Kirchentag
DEKT - Bibelarbeit „Du hast klug argumentiert“

- Ministerpräsident Winfried Kretschmann und Landesbischof Ernst-Wilhelm Gohl gestalteten gemeinsam eine Bibelarbeit.
- hochgeladen von Saskia Bugai
Im Theater am Aegidienplatz war am 10. Mai jeder Platz belegt, als Ministerpräsident Winfried Kretschmann und Landesbischof Ernst-Wilhelm Gohl gemeinsam eine Bibelarbeit gestalteten. Keine klassische Auslegung, sondern eine dialogische Annäherung an einen faszinierenden Bibeltext. Offen, streitbar, nachdenklich – und ohne klares Fazit.
Im Zentrum stand Markus 7,24–30: Die Begegnung Jesu mit der nichtjüdischen Frau, deren Tochter schwer krank ist.
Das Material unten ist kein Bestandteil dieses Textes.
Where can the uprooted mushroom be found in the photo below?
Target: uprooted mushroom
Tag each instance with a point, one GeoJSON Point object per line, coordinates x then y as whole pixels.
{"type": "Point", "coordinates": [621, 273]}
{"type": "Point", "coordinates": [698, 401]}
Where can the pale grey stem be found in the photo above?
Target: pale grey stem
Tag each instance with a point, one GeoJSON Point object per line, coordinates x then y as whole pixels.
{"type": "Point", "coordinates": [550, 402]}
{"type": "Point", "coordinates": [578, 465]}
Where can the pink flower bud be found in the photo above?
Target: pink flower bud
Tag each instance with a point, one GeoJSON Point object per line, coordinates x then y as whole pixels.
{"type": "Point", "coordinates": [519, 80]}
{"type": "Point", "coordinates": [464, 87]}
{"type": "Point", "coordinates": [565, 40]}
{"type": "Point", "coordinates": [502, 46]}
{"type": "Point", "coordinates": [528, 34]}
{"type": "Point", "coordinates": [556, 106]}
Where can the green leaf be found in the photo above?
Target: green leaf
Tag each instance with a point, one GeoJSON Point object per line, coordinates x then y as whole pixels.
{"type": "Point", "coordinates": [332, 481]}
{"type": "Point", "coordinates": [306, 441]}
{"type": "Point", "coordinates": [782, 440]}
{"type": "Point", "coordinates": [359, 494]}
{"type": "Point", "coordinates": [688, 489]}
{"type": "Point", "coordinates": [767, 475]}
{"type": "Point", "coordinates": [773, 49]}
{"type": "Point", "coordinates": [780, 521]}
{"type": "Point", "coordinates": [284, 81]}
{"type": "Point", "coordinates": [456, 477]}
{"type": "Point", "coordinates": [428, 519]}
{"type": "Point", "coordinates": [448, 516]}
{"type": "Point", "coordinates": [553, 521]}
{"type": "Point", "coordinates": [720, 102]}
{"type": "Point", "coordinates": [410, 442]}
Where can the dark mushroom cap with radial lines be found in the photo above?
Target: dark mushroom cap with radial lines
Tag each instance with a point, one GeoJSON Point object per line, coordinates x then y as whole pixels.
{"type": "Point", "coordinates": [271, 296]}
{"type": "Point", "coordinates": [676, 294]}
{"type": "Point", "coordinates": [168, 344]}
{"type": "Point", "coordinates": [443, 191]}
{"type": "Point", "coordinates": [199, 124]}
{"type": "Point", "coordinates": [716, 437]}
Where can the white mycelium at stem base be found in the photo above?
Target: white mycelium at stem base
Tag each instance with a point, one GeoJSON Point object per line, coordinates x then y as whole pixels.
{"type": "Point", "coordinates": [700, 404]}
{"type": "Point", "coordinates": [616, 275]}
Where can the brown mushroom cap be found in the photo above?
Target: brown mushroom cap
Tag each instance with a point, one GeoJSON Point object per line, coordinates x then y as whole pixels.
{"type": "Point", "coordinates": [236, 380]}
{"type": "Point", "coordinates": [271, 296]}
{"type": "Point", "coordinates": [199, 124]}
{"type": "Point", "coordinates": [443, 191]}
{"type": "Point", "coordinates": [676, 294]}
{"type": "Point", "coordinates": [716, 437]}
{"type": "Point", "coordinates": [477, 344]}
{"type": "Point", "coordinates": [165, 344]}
Für viele Betroffene heute eine nachvollziehbare Situation: Die Sorge um ein Kind, das leidet. Eine Krankheit, die das Leben aller Beteiligten aus den Fugen bringt. Die Frau sucht Hilfe – ausgerechnet bei einem jüdischen Lehrer, einem Fremden, einem, der zuerst ablehnend reagiert. Ihre letzte Hoffnung. Was folgt, ist kein einfühlsames Gespräch – sondern ein Konflikt. Jesus tritt in dieser Szene ungewohnt hart auf. Er weist sie zurück. Doch die Frau weicht nicht. Sie bleibt. Hält aus. Widerspricht. Und während die Erwachsenen diskutieren, ist das Kind längst gesund.
„Ich wünsche, dass alle Elternkranker Kinder spüren, wie nah Gott bei ihnen ist“, sagte Bischof Gohl – ein stiller, eindrücklicher Satz, der das Herzstück der Geschichte berührt: das Vertrauen in Gottes Nähe mitten im Leid.
Kretschmann hob die argumentative Kraft der Frau hervor. Sie diskutiert – und verändert damit etwas. „Du hast klug argumentiert“, zitiert er Jesus. „Aus der Begegnung entsteht ein Dialog. Aus dem Dialog Erkenntnis. Und aus der Erkenntnis Wandel.“ Für den Grünen-Politiker ist das eine starke Botschaft in einer Zeit, in der sachlicher Streit immer seltener wird. „Der Streit gehört zur Demokratie!“, betonte er. Aber ein Streit mit Regeln, mit Respekt, mit einem Fundament aus Vertrauen und rechtlichem Rahmen. Genau das werde zunehmend untergraben – durch Populisten, Trolle, durch die Verachtung des Diskurses. „Ein fairer Aushandlungsprozess ist mehr wert als ein schneller Deal. Wir geben unsere Freiheit auf, wenn wir uns diesen Prozessen nicht mehr stellen.“ Der Applaus war deutlich.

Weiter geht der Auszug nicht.